É por isso mesmo que a posição da chanceler alemã, Angela Merkel, em quem Costa viu uma "postura aberta e construtiva", deverá ser decisiva para desbloquear o processo, fazendo vingar a tal combinação entre subvenções e empréstimos numa espécie de ponte entre o que Roma e Haia pretendem.

Fundo de recuperação só em 2021
Não obstante a "grande coincidência de pontos de vista" que Costa detetou neste Conselho Europeu, o primeiro-ministro não acredita que até 6 de maio possa haver acordo sobre a forma de distribuição de dinheiro pelos Estados-membros, o que, com grande probabilidade, atira um eventual acordo definitivo sobre a matéria para a cimeira de 18 e 19 de junho.

"Espero que possamos chegar ao verão com um acordo político sobre o QFP e o fundo de recuperação", disse António Costa. E como o próximo QFP deve entrar em vigor a 1 de janeiro de 2021, o fundo de recuperação não estará acessível antes dessa altura.

Executar o fundo de retoma através do orçamento de longo prazo da UE tem como mérito ulterior superar o impasse na negociação do próximo quadro financeiro, processo há muito bloqueado devido às divergências sobre a ambição das contribuições nacionais para a sua constituição.
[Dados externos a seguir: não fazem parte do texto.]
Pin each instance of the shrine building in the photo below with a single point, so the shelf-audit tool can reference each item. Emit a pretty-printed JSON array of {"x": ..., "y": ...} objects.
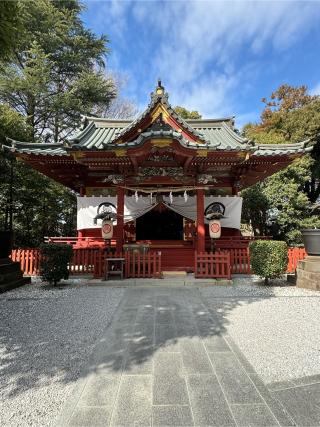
[{"x": 160, "y": 174}]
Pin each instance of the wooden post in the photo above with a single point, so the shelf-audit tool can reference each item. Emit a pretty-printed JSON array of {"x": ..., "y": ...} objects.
[
  {"x": 200, "y": 222},
  {"x": 82, "y": 193},
  {"x": 120, "y": 222}
]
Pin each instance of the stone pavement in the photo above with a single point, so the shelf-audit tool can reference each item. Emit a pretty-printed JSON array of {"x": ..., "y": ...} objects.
[{"x": 165, "y": 361}]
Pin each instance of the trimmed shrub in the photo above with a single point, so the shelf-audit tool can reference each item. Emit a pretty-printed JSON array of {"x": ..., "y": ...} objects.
[
  {"x": 269, "y": 258},
  {"x": 54, "y": 260}
]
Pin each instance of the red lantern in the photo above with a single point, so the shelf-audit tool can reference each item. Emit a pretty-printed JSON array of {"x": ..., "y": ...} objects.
[
  {"x": 107, "y": 229},
  {"x": 215, "y": 229}
]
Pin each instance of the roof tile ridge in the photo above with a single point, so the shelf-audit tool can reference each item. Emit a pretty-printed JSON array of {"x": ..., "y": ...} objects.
[
  {"x": 15, "y": 142},
  {"x": 300, "y": 144},
  {"x": 234, "y": 134}
]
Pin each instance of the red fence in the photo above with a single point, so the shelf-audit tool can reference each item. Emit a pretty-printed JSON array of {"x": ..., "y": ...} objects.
[
  {"x": 212, "y": 265},
  {"x": 92, "y": 262},
  {"x": 29, "y": 260},
  {"x": 136, "y": 265}
]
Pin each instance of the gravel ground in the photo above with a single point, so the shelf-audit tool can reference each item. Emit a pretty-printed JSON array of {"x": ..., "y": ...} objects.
[
  {"x": 276, "y": 327},
  {"x": 46, "y": 336}
]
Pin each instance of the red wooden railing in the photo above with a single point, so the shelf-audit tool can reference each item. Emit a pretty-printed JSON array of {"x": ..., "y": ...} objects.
[
  {"x": 212, "y": 265},
  {"x": 92, "y": 261},
  {"x": 143, "y": 265},
  {"x": 29, "y": 260}
]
Um documento técnico da Comissão a que o Negócios teve acesso, mostra que a instituição liderada por Ursula von der Leyen quer cortar a sua proposta assente em 1,1% da riqueza europeia - recusada pelos países da coesão -, o que facilitará a sua aprovação, apostando na reafetação de instrumentos que já existem (tais como o InvestEU, agora denominado RecoverEU) para a resposta ao choque económico:

Na cimeira ficou ainda decidido que este instrumento temporário terá uma duração de dois a três anos e ser "coerente" com as novas prioridades da UE, designadamente a transição digital, o combate às alterações económicas e uma estratégia industrial que reforce a autonomia do bloco europeu. 
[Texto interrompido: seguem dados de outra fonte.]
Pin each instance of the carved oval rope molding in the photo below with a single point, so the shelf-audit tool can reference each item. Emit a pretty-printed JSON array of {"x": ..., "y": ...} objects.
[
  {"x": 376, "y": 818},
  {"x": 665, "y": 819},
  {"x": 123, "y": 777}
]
Pacote de 540 mil milhões disponível a 1 de junho
Para fazer face às necessidades mais imediatas decorrentes da crise económica e social que atravessa o continente, os líderes europeus aprovaram ainda o pacote de 540 mil milhões tirado a ferros no Eurogrupo de há duas semanas. Trata-se das redes de proteção ao emprego (SURE), empresas, sobretudo PME (através do BEI), e Estados (com recurso à linha de crédito cautelar do MEE).

Nas conclusões do presidente do Conselho (desta feita não houve conclusões da cimeira atribuíveis ao conjunto dos Estados-membros), é referido que os 27 deram indicação para que todas as medidas desse pacote devem estar operacionais no próximo dia 1 de junho. António Costa aproveitou para frisar que essas medidas "não estão sujeitas a qualquer tipo de condicionalidade, programa de ajustamento ou troika".

Neste Conselho Europeu foram também aprovadas as orientações apresentadas pela Comissão Europeia com vista a uma estratégia coordenada de desconfinamento e ainda as linhas que deverão nortear a resposta comunitária no caso de surgir uma segunda vaga da pandemia.